If that doesn’t scream “inclusivity”, I don’t know what does.
Inclusive Scrubs: How I’d Actually Tell If a Brand Gets It
If you’re looking for a quick checklist, here it is:
· More than one body type actually works in their scrubs. Not “size inclusive” on paper. I mean people who are curvy, short, tall, long-legged, short-waisted, in between. The top scrubs for different body types don’t force everyone into the same cut and call it versatility.
· There’s real support before and after checkout. Fit help. Clear explanations. Try options. Not just a size chart and a return label. Brands that care about inclusive sizing in scrubs don’t disappear once you order.
· They adjust things after launch. Restocking sizes that sell out fast. Adding lengths. Tweaking fits. Listening when people say, “This almost works.” That’s how scrubs get better over time.
· They don’t treat length like an afterthought. If you’re shopping for scrubs for short women or scrubs for tall women, this one’s obvious. Real options. Real proportions. Not “just hem it.”
· They give back in a way that makes sense. Not loud. Not flashy. Practical support tied to clothing as a basic need. Brands that understand this usually design better scrubs uniforms, too.

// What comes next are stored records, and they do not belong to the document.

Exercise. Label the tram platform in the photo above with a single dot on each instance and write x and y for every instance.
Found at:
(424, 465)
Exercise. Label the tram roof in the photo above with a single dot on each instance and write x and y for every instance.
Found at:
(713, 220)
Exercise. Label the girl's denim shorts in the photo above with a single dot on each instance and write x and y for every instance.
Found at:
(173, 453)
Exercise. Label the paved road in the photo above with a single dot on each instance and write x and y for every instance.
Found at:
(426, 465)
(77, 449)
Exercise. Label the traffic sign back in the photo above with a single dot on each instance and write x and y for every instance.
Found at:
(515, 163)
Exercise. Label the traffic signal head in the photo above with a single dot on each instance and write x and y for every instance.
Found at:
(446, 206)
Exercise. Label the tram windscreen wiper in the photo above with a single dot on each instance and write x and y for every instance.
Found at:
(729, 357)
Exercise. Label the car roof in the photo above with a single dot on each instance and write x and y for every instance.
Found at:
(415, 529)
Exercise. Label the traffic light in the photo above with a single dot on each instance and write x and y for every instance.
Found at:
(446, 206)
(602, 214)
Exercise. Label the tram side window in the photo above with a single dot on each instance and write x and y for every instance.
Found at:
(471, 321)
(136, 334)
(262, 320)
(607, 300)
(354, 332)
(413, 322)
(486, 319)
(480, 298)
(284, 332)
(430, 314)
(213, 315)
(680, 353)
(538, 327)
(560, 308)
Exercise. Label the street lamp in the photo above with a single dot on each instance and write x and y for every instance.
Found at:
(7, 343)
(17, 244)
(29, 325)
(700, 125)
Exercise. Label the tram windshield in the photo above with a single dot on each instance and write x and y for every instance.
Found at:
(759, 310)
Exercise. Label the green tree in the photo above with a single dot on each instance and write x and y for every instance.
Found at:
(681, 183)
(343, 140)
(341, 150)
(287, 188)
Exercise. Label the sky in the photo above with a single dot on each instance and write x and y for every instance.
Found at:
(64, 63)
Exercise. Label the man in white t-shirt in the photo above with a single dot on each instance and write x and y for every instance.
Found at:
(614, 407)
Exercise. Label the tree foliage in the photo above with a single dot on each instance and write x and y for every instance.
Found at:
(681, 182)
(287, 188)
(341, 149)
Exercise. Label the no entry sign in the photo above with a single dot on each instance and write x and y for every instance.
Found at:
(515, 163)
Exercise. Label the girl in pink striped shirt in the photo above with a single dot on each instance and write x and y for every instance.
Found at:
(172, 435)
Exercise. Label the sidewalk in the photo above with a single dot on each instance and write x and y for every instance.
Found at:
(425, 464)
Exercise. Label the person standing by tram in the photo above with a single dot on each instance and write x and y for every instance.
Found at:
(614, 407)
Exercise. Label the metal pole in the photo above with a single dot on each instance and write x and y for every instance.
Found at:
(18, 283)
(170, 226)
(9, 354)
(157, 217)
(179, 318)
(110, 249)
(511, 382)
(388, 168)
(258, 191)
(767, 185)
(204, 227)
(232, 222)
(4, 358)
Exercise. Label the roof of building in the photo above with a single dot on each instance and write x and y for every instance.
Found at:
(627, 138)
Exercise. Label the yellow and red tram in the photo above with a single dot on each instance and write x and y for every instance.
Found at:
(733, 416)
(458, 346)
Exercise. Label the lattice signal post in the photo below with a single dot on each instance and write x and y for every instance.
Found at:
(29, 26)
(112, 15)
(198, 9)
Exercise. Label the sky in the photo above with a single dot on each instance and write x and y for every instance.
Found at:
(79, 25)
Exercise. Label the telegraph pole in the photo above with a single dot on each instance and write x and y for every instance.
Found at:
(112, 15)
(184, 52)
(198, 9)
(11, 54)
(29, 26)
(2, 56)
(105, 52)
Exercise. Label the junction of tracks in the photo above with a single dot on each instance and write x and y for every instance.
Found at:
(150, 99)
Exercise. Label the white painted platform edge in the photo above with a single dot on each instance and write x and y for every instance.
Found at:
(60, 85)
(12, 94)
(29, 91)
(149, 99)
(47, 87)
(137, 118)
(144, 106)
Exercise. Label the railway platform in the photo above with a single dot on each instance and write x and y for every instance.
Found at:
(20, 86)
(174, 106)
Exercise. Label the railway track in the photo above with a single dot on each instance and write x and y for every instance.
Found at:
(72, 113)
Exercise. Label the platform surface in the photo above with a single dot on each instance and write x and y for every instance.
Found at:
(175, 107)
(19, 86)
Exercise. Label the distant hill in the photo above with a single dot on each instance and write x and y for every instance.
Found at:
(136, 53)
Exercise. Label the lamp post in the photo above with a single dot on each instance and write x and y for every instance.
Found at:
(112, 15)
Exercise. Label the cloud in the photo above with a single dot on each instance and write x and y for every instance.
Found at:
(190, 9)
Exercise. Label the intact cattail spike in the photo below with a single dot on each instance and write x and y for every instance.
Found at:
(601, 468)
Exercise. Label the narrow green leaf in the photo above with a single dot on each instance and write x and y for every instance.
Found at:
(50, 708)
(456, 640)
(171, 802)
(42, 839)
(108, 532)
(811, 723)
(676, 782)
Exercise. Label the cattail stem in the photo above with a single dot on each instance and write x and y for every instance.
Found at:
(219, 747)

If a brand checks all those boxes, you’re probably on the right track.
What “Inclusive” Actually Looks Like in Practice
I’m sick and tired of companies using “inclusivity” as a marketing term.
To me, that word actually means something.
Inclusive brands don’t ask you to adapt to them. They adapt to you. Slowly, sometimes imperfectly, but visibly. You see it in how many different bodies show up in their reviews. You hear it in the language people use in reviews. You notice it when the same names keep coming up among people who’ve been burned by bad fit before.
Dolan turned out to be the first brand that proved (to me, and countless others), that inclusivity is a real thing. They don’t just offer more sizes. They give you more lengths, more styles, more support choosing the right fit. Their aim is to make everyone feel confident and comfortable in their clothes, and it shows in everything they do.
For Dolan, inclusivity is an actual goal, not because it might “sell more scrubs”, because it actually matters. That’s how I know they’re legit.